Cyber service not a 'great deal'
Academics like idea but point out shortcomings of the Scholarship for Service in real-life application
An 18-month-old scholarship program designed to encourage college students to work for the federal government as information security professionals after graduation provides so few real-world incentives that it's almost counterproductive, some noted academics in the computer security field said recently.
The National Science Foundation's Scholarship for Service is "a wonderful idea, with the emphasis on the word 'idea,' " said Matt Bishop, a computer science professor at the University of California, Davis, who specializes in the design of secure systems.

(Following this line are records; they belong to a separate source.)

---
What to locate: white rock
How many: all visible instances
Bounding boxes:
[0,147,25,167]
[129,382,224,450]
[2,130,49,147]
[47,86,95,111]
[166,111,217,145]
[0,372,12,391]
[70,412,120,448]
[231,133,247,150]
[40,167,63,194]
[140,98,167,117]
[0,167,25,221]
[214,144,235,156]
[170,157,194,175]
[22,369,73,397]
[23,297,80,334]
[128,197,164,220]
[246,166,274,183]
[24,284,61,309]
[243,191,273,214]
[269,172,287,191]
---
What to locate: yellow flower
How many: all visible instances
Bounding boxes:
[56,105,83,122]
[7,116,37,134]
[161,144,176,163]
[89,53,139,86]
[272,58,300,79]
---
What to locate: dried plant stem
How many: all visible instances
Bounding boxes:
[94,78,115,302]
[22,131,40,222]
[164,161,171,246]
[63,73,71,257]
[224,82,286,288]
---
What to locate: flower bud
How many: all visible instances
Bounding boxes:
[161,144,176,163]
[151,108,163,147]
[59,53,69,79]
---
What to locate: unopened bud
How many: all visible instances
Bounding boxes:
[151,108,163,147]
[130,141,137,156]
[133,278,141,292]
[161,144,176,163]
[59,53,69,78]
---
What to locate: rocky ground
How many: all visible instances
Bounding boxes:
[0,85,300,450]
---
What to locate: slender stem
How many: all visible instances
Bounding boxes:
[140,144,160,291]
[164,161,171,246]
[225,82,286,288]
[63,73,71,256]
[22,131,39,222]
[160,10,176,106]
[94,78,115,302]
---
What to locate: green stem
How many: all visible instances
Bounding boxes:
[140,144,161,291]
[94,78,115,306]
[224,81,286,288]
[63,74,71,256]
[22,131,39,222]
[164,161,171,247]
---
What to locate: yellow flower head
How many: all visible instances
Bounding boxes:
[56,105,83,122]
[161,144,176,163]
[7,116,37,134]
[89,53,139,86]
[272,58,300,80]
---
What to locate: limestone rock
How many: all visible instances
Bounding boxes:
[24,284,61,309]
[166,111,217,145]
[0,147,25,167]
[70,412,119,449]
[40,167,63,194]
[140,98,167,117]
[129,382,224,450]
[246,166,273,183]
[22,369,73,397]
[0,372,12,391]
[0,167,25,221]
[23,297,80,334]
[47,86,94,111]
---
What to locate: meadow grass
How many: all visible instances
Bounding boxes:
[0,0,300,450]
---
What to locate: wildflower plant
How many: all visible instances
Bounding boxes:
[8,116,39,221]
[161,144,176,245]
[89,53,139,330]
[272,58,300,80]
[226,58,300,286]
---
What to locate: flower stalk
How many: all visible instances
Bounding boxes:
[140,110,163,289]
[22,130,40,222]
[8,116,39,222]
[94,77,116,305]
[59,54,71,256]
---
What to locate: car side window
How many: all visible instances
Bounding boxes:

The program offers two-year scholarships to students who commit to serving in government security positions for two years as part of the Federal Cyber Service. It originally was modeled after the Reserve Officers Training Corps (ROTC) scholarship program, said Blaine Burnham, founding director of the Nebraska University Consortium on Information Assurance (NUCIA) and a former information security expert for the National Security Agency.
"But the federal government invested a lot of money to get ROTC going," Burnham said. In addition, with universities nationwide lacking information security specialists, "where are you going to get the faculty" to teach it?

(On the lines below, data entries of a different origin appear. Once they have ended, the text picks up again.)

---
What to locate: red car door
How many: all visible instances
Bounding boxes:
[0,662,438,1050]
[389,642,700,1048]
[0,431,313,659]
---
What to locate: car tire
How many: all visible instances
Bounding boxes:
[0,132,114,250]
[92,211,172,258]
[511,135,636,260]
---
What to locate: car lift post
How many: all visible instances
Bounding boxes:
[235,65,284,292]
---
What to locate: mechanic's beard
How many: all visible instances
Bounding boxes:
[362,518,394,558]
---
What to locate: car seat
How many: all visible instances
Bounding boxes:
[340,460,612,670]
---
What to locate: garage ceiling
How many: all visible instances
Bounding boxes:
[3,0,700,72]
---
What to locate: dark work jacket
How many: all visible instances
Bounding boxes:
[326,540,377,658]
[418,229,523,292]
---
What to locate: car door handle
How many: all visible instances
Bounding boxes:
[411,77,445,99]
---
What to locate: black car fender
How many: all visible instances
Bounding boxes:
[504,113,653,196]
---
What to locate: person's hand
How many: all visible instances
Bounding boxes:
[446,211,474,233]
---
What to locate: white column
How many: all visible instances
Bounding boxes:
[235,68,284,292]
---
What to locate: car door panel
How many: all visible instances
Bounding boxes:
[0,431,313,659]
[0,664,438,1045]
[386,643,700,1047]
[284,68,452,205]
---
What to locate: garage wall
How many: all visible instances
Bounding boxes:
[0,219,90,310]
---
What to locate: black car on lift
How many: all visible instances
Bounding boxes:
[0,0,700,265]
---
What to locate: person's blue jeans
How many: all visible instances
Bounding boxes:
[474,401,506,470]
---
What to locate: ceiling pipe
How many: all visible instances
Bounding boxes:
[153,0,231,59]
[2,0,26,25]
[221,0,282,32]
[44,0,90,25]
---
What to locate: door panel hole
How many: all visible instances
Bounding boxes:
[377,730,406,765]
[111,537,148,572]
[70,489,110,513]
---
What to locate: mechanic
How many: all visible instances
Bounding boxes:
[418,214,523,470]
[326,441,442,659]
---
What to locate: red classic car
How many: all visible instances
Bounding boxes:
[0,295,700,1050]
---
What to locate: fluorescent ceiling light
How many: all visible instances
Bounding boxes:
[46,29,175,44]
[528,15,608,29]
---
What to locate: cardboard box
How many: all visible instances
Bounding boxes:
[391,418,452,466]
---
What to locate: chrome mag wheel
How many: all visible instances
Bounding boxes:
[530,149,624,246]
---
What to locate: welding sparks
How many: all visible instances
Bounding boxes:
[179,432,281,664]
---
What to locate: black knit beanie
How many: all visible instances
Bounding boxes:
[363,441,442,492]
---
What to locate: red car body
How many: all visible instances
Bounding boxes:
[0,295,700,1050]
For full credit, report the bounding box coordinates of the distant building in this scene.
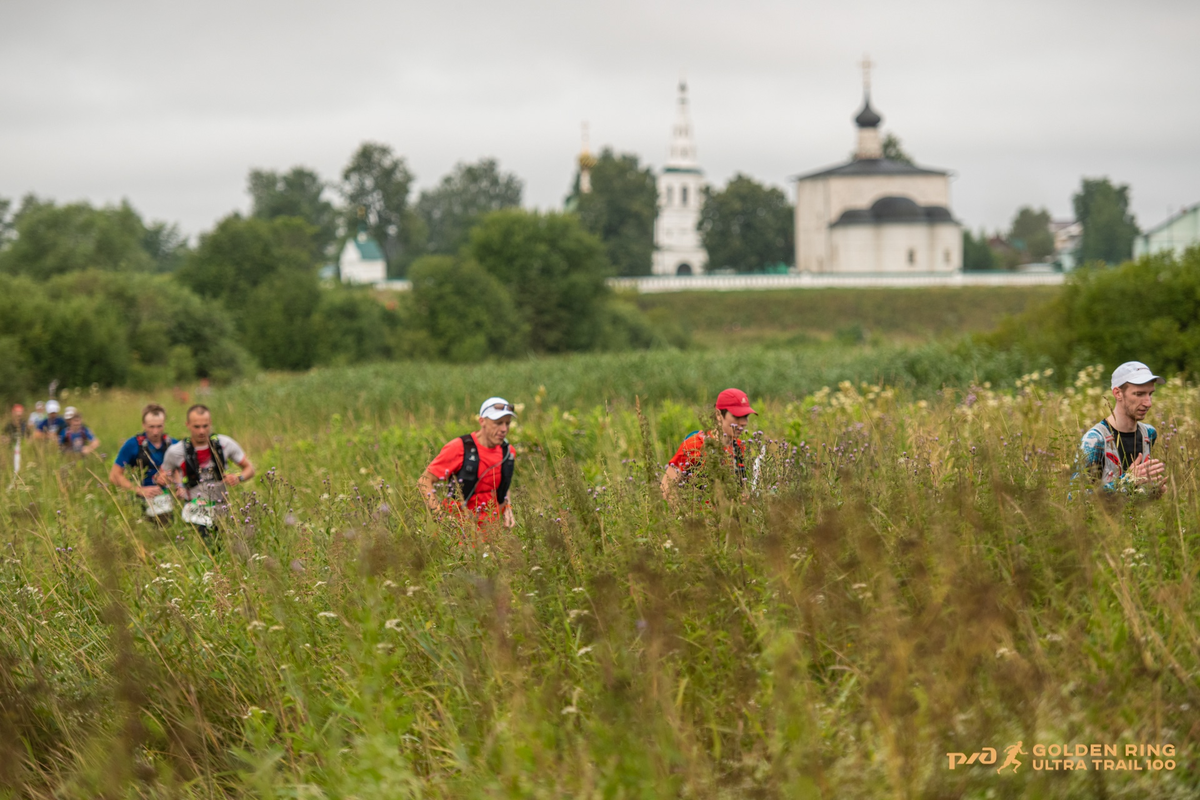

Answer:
[650,80,708,275]
[337,230,388,284]
[794,65,962,272]
[1133,203,1200,258]
[1050,219,1084,272]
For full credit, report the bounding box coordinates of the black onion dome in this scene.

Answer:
[854,97,883,128]
[871,196,926,222]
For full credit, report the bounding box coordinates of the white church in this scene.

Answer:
[794,68,962,273]
[650,80,708,275]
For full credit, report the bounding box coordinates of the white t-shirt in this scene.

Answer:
[162,433,246,503]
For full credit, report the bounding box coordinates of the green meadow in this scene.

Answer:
[0,344,1200,798]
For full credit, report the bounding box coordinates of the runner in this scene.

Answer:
[34,401,67,441]
[29,401,46,437]
[661,389,757,500]
[416,397,517,528]
[108,403,175,524]
[161,404,254,542]
[57,405,100,456]
[1080,361,1166,495]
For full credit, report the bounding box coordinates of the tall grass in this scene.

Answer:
[0,364,1200,798]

Bishop and Burnham spoke April 22 at Infotec 2002, an information security conference in Omaha, Nebraska, sponsored by NUCIA and the Association of Information Technology Professionals.
UC-Davis, which has one of the premier computer security faculties in the country, did not apply to become one of the schools participating in the Scholarship for Service program because officials were not certain that enough students would sign up to justify investing precious funding, Bishop said.
Government salaries are so low in comparison to the salaries that security professionals can make in industry that students prefer to take out tuition loans and repay them after graduation instead of accepting the scholarship, he added. "They just don't see [the Scholarship for Service program] as that great a deal," he said.
Besides raising pay levels for graduates of the program, the NSF also should vary the requirements for the scholarship and the commitments required after graduation, Bishop and Burnham said. Some students, for example, want to work for the Defense Department and would be more interested in the scholarships if they weren't required to work in civilian agencies, the professors noted.